The role of continental lithospheric thermal structure in the evolution of orogenic systems: application to the Himalayan-Tibetan collision zone

Continental collision is a crucial process in plate tectonics. However, in terms of the evolution and the controlling parameters of its lateral heterogeneity, our understanding of the tectonic complexities at such a convergent plate boundary remains largely unclear. In this study, we conducted a series of two-dimensional numerical experiments to investigate how continental lithospheric thermal structure influences the development of lateral heterogeneity along the continental collision zone. The following two end-members were achieved. First, continuous subduction mode, which prevails when the model has a cold procontinental Moho temperature ( <= 450 circle C). In this case, a narrow collision orogen develops, and the subducting angle steepens with the increasing retrocontinental Moho temperature.
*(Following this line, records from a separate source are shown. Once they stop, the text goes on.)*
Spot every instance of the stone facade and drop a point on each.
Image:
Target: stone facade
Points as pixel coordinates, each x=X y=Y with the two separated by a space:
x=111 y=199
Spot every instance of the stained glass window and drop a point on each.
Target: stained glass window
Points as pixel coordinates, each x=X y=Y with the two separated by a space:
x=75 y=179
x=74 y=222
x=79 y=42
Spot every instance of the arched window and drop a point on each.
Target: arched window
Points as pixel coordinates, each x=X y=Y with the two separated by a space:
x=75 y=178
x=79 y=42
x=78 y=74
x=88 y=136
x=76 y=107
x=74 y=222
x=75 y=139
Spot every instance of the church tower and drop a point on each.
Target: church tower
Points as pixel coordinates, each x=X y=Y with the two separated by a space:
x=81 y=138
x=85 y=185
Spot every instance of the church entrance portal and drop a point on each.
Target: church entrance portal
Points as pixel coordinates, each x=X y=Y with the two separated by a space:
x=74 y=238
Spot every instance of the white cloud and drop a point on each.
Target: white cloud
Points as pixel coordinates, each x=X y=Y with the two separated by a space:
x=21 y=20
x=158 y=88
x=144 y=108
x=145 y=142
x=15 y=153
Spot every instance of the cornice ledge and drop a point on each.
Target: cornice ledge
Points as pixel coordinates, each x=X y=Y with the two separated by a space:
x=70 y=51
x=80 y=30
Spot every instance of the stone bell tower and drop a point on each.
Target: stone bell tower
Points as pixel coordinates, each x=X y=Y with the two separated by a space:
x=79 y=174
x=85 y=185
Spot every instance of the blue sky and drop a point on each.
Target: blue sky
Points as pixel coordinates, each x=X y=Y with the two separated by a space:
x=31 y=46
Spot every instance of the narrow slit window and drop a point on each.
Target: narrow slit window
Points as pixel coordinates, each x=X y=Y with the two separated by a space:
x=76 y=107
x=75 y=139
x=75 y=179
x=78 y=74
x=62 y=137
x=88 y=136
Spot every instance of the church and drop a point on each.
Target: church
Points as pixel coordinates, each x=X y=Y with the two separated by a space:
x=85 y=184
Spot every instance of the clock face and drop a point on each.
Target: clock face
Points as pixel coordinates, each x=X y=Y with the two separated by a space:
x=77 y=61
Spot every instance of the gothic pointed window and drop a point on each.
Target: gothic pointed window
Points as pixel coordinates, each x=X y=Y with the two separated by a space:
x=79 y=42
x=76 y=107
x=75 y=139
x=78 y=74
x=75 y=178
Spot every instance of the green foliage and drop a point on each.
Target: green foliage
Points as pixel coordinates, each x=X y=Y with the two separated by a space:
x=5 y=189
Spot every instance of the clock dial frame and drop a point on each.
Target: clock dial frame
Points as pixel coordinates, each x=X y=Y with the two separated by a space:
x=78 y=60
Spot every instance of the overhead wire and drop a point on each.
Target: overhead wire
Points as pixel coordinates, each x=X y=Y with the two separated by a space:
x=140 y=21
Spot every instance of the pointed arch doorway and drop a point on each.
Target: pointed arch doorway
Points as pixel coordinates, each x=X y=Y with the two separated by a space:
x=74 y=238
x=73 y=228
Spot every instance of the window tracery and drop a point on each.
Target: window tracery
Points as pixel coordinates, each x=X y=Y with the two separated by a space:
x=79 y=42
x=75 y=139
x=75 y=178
Second, continental subduction with a slab break-off, which generates a relative wide collision orogen and dominates when the model has a relatively hot procontinental Moho temperature ( >= 500 circle C), especially when the Moho temperature >= 550 circle C. Radioactive heat production is the second-order controlling parameter in varying the continental collision mode, while it prefers to enhance strain localization in the upper part of the continental lithosphere and promote the growth of shear zones there. By comparing the model results with geological observations, we suggest that the discrepant evolutionary paths from the continuous subduction underlying the Hindu Kush to the continental subduction after slab break-off beneath eastern Tibet may originate from the inherited lateral inhomogeneity of the Indian lithospheric thermal structure. Besides, the high content of crustal radioactive elements may be one of the most important factors that controls the formation of large thrust fault zones in the Himalayas.